NE, you've said two very interesting things. "Only" suggesting fiction was a necessary crutch for him and "truly" introducing the idea that fiction is sometimes more accurate that non-fiction.

In some ways, Marion is sort of a symbol for the rest of us, all those who couldn't life the high life. Small detail -- I thought that the female form of this name is always Marian.
http://gutenberg.net.au/fsf/BABYLON-R...
The following short description of Fitzgerald is from http://people.brandeis.edu/~teuber/fi...
There is also a wonderful photo of him there and a great deal more information.
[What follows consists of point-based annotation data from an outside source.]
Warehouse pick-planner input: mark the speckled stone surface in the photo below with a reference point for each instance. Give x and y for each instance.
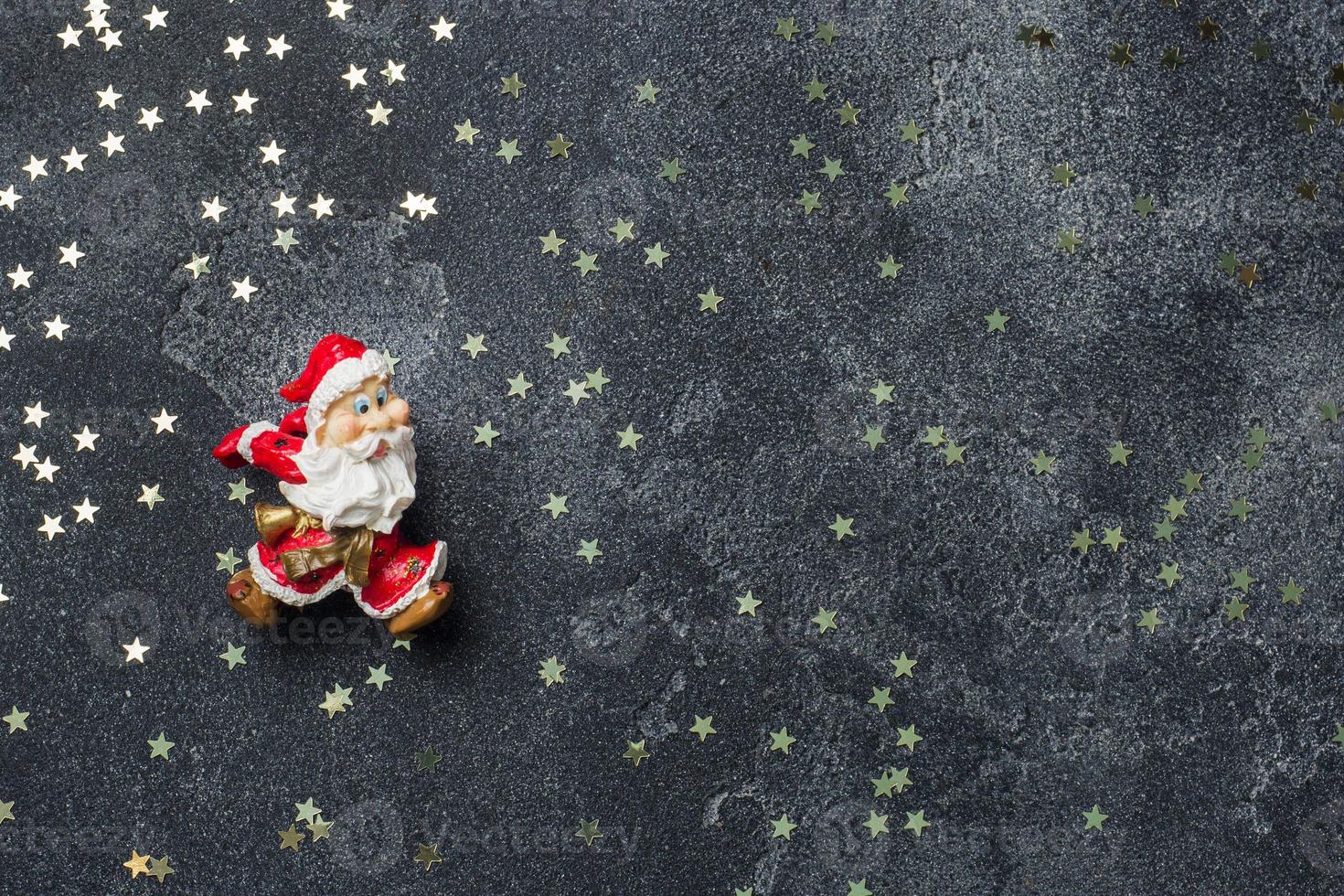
(1037, 695)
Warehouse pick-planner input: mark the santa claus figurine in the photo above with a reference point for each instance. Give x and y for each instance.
(347, 466)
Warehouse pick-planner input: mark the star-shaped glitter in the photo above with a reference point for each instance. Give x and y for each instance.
(159, 868)
(234, 656)
(1117, 453)
(15, 720)
(291, 838)
(703, 727)
(781, 827)
(558, 146)
(848, 114)
(635, 752)
(558, 346)
(475, 344)
(629, 438)
(748, 604)
(588, 832)
(137, 864)
(551, 243)
(557, 506)
(1041, 464)
(336, 700)
(1290, 592)
(877, 824)
(841, 527)
(781, 741)
(428, 759)
(149, 496)
(889, 268)
(646, 91)
(485, 434)
(586, 263)
(655, 254)
(801, 146)
(226, 561)
(589, 549)
(443, 31)
(903, 666)
(378, 676)
(897, 194)
(428, 855)
(915, 822)
(238, 491)
(160, 746)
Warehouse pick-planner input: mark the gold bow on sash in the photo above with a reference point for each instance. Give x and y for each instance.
(349, 547)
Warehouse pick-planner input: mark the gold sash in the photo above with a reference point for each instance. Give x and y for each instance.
(349, 547)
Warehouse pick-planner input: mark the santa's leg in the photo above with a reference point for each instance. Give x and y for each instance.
(251, 602)
(423, 610)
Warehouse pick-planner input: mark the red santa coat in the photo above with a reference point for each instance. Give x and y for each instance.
(400, 572)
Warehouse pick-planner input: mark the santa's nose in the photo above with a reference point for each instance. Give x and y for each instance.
(397, 411)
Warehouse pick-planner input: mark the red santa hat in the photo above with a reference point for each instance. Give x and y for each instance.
(337, 364)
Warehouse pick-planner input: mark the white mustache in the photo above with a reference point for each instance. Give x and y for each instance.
(365, 448)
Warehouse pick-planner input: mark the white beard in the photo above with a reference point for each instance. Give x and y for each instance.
(347, 486)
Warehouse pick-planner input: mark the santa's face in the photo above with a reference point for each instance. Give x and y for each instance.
(359, 468)
(363, 415)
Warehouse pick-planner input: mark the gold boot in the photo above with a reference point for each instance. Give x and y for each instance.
(251, 602)
(422, 610)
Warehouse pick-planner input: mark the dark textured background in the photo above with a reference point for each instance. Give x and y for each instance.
(1206, 743)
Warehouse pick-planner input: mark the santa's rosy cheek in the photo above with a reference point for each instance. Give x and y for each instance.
(347, 430)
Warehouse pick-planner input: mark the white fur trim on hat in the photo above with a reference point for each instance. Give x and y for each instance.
(249, 434)
(342, 378)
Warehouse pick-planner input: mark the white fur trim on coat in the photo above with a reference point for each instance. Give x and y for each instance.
(342, 378)
(251, 432)
(283, 592)
(415, 592)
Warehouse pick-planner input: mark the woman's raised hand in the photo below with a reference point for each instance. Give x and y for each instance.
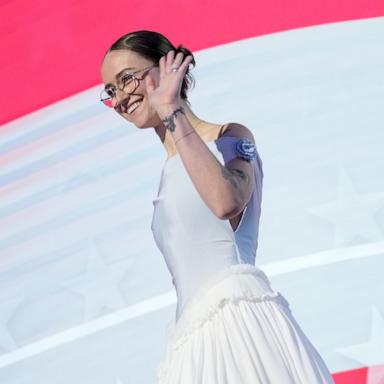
(172, 71)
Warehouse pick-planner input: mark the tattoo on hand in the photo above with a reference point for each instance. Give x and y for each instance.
(169, 120)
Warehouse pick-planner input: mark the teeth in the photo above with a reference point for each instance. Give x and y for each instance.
(133, 106)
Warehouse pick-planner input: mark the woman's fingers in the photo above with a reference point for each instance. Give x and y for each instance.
(186, 62)
(162, 66)
(178, 60)
(169, 60)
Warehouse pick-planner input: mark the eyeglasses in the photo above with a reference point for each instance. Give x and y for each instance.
(127, 83)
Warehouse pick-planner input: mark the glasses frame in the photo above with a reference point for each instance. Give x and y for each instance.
(122, 86)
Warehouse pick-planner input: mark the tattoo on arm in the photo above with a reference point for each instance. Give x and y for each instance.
(169, 120)
(230, 175)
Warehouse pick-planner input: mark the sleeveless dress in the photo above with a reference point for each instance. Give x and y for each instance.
(230, 326)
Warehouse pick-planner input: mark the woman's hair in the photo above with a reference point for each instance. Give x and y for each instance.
(152, 46)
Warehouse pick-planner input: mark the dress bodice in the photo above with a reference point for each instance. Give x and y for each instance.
(195, 243)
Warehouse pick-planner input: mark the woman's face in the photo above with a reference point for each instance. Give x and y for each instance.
(143, 116)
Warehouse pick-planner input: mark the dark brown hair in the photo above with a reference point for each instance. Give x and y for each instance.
(152, 46)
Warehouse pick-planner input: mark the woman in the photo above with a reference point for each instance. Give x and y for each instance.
(231, 327)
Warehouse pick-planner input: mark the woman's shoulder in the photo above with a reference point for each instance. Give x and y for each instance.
(236, 130)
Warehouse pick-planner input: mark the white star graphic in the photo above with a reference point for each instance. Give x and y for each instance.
(371, 353)
(99, 284)
(7, 310)
(352, 213)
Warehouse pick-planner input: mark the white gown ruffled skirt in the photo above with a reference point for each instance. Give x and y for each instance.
(238, 330)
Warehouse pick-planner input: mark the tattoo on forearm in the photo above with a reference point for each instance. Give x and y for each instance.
(169, 120)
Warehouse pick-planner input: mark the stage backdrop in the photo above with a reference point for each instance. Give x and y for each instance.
(85, 296)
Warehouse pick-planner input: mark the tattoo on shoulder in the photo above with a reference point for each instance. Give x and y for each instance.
(169, 120)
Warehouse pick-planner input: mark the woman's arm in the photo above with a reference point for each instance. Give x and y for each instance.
(225, 189)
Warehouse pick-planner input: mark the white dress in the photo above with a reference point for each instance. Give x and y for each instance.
(230, 326)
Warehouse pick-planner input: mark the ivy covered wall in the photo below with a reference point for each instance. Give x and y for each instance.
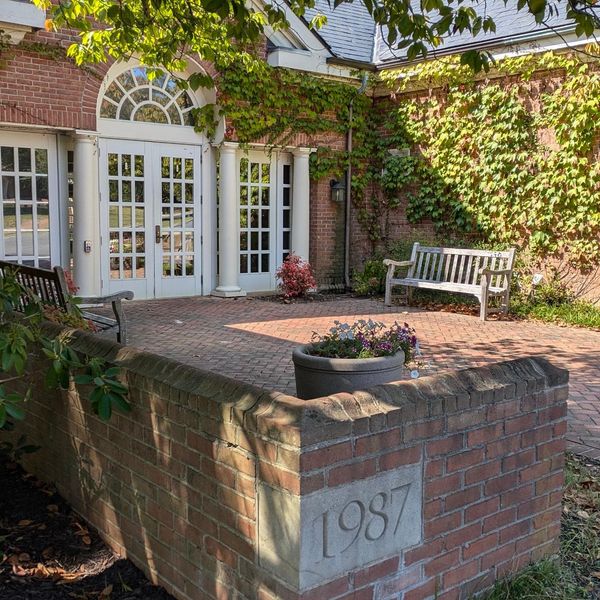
(511, 159)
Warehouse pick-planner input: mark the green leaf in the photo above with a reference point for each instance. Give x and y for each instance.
(105, 407)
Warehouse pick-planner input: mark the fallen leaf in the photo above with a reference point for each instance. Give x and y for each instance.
(25, 522)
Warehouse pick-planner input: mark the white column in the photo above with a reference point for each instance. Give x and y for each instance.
(229, 237)
(301, 203)
(86, 234)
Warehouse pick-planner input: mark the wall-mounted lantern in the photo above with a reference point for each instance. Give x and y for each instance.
(338, 190)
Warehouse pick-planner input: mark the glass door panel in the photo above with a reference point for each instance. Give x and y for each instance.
(126, 219)
(150, 209)
(178, 227)
(29, 200)
(257, 222)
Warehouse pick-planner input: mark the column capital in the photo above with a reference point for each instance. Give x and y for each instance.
(302, 152)
(228, 147)
(82, 135)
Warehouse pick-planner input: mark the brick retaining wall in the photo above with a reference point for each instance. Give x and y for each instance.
(205, 466)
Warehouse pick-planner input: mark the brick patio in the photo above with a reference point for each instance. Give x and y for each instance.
(251, 339)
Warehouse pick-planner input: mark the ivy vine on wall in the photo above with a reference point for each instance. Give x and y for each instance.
(502, 158)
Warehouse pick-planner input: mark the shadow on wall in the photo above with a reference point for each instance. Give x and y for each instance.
(172, 486)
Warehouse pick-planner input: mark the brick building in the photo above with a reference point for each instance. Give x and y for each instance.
(103, 172)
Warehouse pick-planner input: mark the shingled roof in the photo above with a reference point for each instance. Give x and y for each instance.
(351, 33)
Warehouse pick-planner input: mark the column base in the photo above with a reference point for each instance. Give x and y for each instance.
(228, 291)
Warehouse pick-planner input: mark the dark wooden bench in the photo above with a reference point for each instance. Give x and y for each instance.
(50, 286)
(481, 273)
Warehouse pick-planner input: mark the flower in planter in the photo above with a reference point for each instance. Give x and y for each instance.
(366, 339)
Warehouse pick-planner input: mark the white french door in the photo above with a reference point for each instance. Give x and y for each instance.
(30, 202)
(265, 196)
(150, 218)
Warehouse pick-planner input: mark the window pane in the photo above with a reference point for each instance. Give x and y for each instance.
(8, 188)
(41, 189)
(41, 161)
(7, 158)
(43, 243)
(139, 165)
(108, 110)
(114, 92)
(244, 169)
(150, 113)
(25, 188)
(25, 159)
(27, 217)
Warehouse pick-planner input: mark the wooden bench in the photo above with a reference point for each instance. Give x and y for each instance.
(50, 286)
(481, 273)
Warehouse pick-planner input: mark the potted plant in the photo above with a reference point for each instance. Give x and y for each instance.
(353, 357)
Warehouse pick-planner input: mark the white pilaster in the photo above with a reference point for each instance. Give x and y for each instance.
(86, 202)
(229, 238)
(301, 203)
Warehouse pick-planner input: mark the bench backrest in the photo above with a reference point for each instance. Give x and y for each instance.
(48, 285)
(459, 265)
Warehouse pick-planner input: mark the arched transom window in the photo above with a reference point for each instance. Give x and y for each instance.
(132, 96)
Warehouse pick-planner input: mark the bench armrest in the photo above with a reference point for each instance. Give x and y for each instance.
(398, 263)
(102, 299)
(115, 300)
(487, 271)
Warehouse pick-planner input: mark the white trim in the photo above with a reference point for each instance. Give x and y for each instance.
(18, 18)
(31, 141)
(157, 132)
(298, 33)
(306, 60)
(552, 43)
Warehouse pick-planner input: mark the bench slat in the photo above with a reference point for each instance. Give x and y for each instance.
(457, 270)
(464, 251)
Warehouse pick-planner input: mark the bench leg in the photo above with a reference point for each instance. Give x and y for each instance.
(388, 294)
(121, 322)
(505, 303)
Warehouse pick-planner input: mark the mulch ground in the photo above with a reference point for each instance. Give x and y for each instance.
(48, 552)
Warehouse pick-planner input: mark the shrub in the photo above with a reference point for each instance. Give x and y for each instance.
(296, 277)
(365, 339)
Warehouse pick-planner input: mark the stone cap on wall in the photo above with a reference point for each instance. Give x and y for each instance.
(284, 417)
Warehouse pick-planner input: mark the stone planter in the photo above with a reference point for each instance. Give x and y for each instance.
(318, 376)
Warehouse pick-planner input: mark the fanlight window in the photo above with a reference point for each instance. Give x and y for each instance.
(133, 97)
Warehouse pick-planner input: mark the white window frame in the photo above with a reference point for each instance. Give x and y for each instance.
(47, 142)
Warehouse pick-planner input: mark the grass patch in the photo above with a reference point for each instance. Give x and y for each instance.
(578, 313)
(575, 573)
F. Scott Fitzgerald was a writer very much of his own time. As Malcolm Cowley once put it, he lived in a room full of clocks and calendars. The years ticked away while he noted the songs, the shows, the books, the quarterbacks. His own career followed the pattern of the nation, booming in the early 1920s and skidding into near oblivion during the depths of the Depression. Yet his fiction did more than merely report on his times, or on himself as a prototypical representative, for Fitzgerald had the gift of double vision. Like Walt Whitman or his own Nick Carraway, he was simultaneously within and without, at once immersed in his times and able to view themand himselfwith striking objectivity. This rare ability, along with his rhetorical brilliance, has established Fitzgerald as one of the major novelists and story writers of the twentieth century.